1.5

332 33 77
                                    

Selamlarr, bu haftaki son bölümü de atıp kaçayım, bir süre bölüm (tüm kitaplar için) imkansız çünkü deli gibi hastayım, ve vizelerim içimden geçiyor, mevcut bölüm yazmam imkansız şu anda, ama yine de umarım bu bölümü beğenirsiniz ve hoşunuza gider'
Sizi seviyorum, dua edin bana 🥹✌🏻 hem iyileşeyim diye hem de vizelerim için lütfen!
Hadi öptüm, iyi okumalar, bol yorumlar!

***

Ceylan Tufan

Tesisin tuvaletinde, az önce çantamdan çıkarttığım formayı üzerime geçirmiştim. Şimdi ise aynada kendime sırıta sırıta bakarak, üstümü başımı düzeltiyordum. Abim de dahil herkes şok olucaktı.

Eğlencem var eğlencem.

Çantamdan çıkarttığım glossumu dudaklarıma sürerken, aklıma sebepsiz Cenk gelmişti. Onu daha görmemiştim, daha doğrusu kimseyi görmemiştim. Abimler önce yemek yiyeceğimizi, sonra da bir şeyler içip eğleneceğimizi söylemişlerdi, yemek çoktan yenmişti aslında, sıra eğlence kısmındaydı. Ulan bizim eğlencemizi bile çalıyor adamlar, böyle bir şey olabilir mi ya?

Abime kırk kez, ben gelmiyeyim. Ne işim var onların arasında desem de dinletememiştim, ben de madem geliyorum, bari birkaçının sinirini bozayım diye düşündüm. Hazır böyleyken Mert abilerde, röportajdaki yaptığım şey gündem olup, her tarafta çalkalanınca, intikama başlayalım demişti.

En yakın derbiyi bekliyorduk yani.

Ben de dedim 'e tamam o zaman, ben de orda tepki koyamadım, burda dalga geçeyim milletle?' çok da güzel dedim bence. Fenerbahçeli olmak çok zor be valla bak.

Onu bunu bıraktım da, acaba Cenk'in tepkisi ne olucaktı, onunla en son tesise imza için geldiğimde yüz yüze gelmiştik. Ama elbette o günden sonra yine konuşmuştuk, Cenk bana mesajlar atmış ben de ara ara onu terslemiştim, ya da birbirimizle atışmıştık. Eğlenmeye başlamıştım açıkçası onunla konuşurken, atarlaşmayı da sevmiştim hatta.

Ne dersem diyeyim de bana kırılmıyor beni terslemiyordu. Gerçi ben de eskisi kadar sert şeyler yazmıyordum, daha yumuşaktım. Çünkü o gün söz vermiştim, kimseyi o şekilde kırmayacağım diye.

Zaten o gün bana o kadar iyi gelmişti ki, elimde olmadan yumuşamıştım da. Beklemiyordum ondan böyle bir muamele, beni şaşırtmıştı, hoşuma da gitmişti açıkçası. Cenk gerçekten herkesin hayalindeki erkek türüydü sanırım.

Düşüncelerimden ufak bir iç çekişle uzaklaştım, kocaman sırıtarak bir kez daha baktım aynadaki yansımama. Ardından, fotoğraf çekip storymde paylaştım, üzerine yazdığım cümle ile.

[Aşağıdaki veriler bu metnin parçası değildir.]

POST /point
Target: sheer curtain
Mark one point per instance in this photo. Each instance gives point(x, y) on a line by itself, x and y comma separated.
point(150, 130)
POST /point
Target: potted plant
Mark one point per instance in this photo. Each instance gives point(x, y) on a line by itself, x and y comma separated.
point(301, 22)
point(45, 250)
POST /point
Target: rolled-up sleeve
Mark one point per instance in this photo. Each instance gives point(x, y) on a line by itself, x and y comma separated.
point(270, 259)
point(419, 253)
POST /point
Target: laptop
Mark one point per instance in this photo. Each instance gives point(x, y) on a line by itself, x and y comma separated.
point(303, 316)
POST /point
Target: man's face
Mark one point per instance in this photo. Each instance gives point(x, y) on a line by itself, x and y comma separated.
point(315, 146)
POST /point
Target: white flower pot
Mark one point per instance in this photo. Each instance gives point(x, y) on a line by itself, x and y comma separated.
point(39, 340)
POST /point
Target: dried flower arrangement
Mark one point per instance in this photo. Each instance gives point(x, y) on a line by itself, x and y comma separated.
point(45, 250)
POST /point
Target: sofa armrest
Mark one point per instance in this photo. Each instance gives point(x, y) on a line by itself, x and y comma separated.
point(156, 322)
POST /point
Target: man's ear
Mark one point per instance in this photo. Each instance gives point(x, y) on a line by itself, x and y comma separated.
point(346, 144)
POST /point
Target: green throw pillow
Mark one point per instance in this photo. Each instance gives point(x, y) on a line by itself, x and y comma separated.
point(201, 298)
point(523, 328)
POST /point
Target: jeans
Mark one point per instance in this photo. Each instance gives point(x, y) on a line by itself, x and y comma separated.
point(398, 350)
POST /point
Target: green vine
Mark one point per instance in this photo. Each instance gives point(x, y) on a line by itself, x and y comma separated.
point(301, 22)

'Renksizlere renk katmaya geldik 💙💛'

Kocaman sırıtarak, telefonumu cebime sokuşturduktan sonra çantamı da alarak lavabodan çıktım. Ellerim cebimde, omuzlarım dik, oldukça keyifli bir biçimde tesisin koridorlarında yürümeye başlamıştım.

Tanımadığım bir sürü simayla göz göze geliyor, onlar bana pis pis bakarken ben onlara sırıtarak göz kırpıyordum. Hatta bazılarına, asla tanımamama rağmen selam bile vermiştim.

Dört sene Hollanda da okumuş biri olarak, kendimi o kadar keko gibi hissediyordum ki, bu halime kıkırdamadan edemedim. Allahım, Mert Hakan Yandaş etkisinin bu kadar büyük olması şaka mıydı gerçekten de?

"Bune lan?"

Sesin geldiği tarafa döndüm, zaten beni görenler homurdanmaya başlıyorlardı ama bu ses biraz koridorda yankılanmıştı. Arkamı döndüğümde, sırıtmamı bozmadan sesin sahibine döndüm.

"Naber?"

Tanımadığım çocuğa yönelttiğim soru ile kaşları havalanmıştı. Başta afallasa da gözleri bende dolandı, "İyi sen?" gerizekalı mıydı bu erkekler acaba, önce bune lan diye bağırıyor, sonra ona selam vermemle anında yumuşayıp iyi sen diyordu, inanılmazlar.